ESGF Downloader (this is a deprecated repository, the tool has now moved to https://github.com/ESGF/esgf-download)
https://espri-mod.github.io/synda/
21 stars 11 forks source link

Dataset not found but available on ESGF web interface #178

Closed francocatalano closed 3 years ago

francocatalano commented 3 years ago

Hi, Some datasets are not found by synda but are available on the esgf web interface. For example, searching for this dataset (in a selection file): project=CMIP6 variant_label=r1i1p1f1,r1i1p1f2 source_id=IPSL-CM6A-LR experiment_id=amip-lfmip-pdLC,amip-lfmip-rmLC table_id=Amon variable_id=ua,va latest=true

returns: Dataset not found

I've played a bit changing indexes and default_index parameters in conf/sdt.conf but it did not solve the problem.

But if I look for the the same dataset on, e.g., https://esg-dn1.nsc.liu.se/search/cmip6-liu/ I can find and download it with wget.

Any reason for this strange behavior and how can I make synda discover and download the dataset? I am using synda v3.32

Thanks a lot.

Franco

painter1 commented 3 years ago

I can report the same phenomenon. With CMIP6, r1i1p1f1, amip-lfmip-pdLC, Amon, ua, the ESGF search page shows datasets from NCAR, MPI, IPSL, and EC-Earth. My large Synda database is supposed to include all Amon data - an incremental install is run nightly. But for this case it includes only datasets from NCAR, MPI, and EC-Earth - no matching IPSL dataset. In the search page I cannot see anything unusual about the IPSL dataset.
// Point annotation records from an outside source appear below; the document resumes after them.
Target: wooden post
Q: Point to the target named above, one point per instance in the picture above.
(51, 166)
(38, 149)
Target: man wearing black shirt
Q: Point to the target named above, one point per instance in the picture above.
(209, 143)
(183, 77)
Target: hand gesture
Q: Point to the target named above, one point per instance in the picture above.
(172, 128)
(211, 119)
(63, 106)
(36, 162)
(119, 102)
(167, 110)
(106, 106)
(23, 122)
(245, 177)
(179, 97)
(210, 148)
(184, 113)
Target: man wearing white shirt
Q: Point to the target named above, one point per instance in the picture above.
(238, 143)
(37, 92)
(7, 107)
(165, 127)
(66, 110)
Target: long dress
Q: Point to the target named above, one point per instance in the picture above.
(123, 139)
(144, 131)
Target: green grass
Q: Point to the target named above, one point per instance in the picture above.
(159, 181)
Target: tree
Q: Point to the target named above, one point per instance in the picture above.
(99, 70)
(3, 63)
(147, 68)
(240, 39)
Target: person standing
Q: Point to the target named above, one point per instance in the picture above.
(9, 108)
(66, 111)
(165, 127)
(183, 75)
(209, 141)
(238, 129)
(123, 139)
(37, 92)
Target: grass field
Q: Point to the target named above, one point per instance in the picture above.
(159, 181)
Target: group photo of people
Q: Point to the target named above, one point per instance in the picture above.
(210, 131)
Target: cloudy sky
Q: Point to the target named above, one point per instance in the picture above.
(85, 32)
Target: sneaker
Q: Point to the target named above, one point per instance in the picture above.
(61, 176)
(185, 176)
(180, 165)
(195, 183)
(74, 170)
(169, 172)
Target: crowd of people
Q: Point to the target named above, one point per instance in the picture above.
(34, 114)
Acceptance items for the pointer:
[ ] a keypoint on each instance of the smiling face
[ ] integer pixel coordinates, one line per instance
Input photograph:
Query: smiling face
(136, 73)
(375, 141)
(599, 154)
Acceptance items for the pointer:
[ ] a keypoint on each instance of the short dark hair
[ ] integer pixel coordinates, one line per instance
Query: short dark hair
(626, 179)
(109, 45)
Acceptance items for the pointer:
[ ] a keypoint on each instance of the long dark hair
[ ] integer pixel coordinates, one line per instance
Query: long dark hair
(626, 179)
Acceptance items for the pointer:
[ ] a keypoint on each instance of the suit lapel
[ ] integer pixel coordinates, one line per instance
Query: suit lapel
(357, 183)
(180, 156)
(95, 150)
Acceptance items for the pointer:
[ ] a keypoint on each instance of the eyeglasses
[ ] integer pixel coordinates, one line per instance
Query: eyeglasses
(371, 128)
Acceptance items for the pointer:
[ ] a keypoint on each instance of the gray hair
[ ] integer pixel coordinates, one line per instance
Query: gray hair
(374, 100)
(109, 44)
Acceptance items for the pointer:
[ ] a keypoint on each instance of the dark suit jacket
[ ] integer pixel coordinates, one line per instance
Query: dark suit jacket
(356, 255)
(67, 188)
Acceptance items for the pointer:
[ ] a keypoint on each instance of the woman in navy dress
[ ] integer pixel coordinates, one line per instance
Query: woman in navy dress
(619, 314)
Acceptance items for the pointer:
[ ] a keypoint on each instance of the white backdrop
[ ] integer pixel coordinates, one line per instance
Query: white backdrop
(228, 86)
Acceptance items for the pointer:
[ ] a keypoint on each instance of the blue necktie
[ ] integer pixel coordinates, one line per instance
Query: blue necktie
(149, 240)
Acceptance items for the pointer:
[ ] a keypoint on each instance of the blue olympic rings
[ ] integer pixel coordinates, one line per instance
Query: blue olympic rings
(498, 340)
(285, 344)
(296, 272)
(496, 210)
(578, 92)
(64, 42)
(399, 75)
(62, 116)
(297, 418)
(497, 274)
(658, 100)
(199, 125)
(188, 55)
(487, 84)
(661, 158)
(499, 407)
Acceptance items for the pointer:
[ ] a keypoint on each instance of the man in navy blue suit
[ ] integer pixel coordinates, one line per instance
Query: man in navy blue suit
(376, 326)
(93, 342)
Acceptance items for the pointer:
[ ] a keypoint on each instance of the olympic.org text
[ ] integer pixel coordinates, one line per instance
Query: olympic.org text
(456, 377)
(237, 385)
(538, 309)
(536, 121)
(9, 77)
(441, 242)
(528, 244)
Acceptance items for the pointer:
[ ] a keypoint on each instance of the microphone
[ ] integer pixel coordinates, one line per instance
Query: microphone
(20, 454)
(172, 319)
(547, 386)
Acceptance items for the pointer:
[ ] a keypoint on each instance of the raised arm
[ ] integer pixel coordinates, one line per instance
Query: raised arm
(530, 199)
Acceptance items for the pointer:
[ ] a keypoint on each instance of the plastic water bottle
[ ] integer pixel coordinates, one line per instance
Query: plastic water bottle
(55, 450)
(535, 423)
I tried a search url similar to those which Synda uses. It reported datasets from all four sources: https://esgf-node.llnl.gov/esg-search/search?variable_id=ua&fields=instance_id,timestamp,_timestamp,type,size&table_id=Amon&mip_era=CMIP6&experiment_id=amip-lfmip-pdLC&variant_label=r1i1p1f1&distrib=true&type=Dataset&latest=true&format=application%2Fsolr%2Bjson&limit=9000&offset=0

This time there was something unique about IPSL. For the other three institutes, the search found two results, identical in the returned fields other than _timestamp. There was only one result for IPSL. I have no idea of what this could mean.

AtefBN commented 3 years ago

Hello @francocatalano I have duplicated this behavior on our development environment and retraced the issue to the default CMIP6 template file that is used to sometimes add default parameters to synda queries, only this time it was more harmful than helpful. To fix this you can go to your synda home directory, under conf/default/default_CMIP6.txt get rid of the institutionç_id option as well as the data_node option. This resulted in synda finding the files as expected. Hope this helps.

I have not tried to duplicate the fix to your case @painter1 but I suspect it should yield similar results, ping me if otherwise! And sorry gentlemen for the inconvenience.

painter1 commented 3 years ago

Thank you Atef! I cleaned out the default selection files as you suggested and the missing dataset appeared on another installation. Probably more datasets came too; I haven't checked.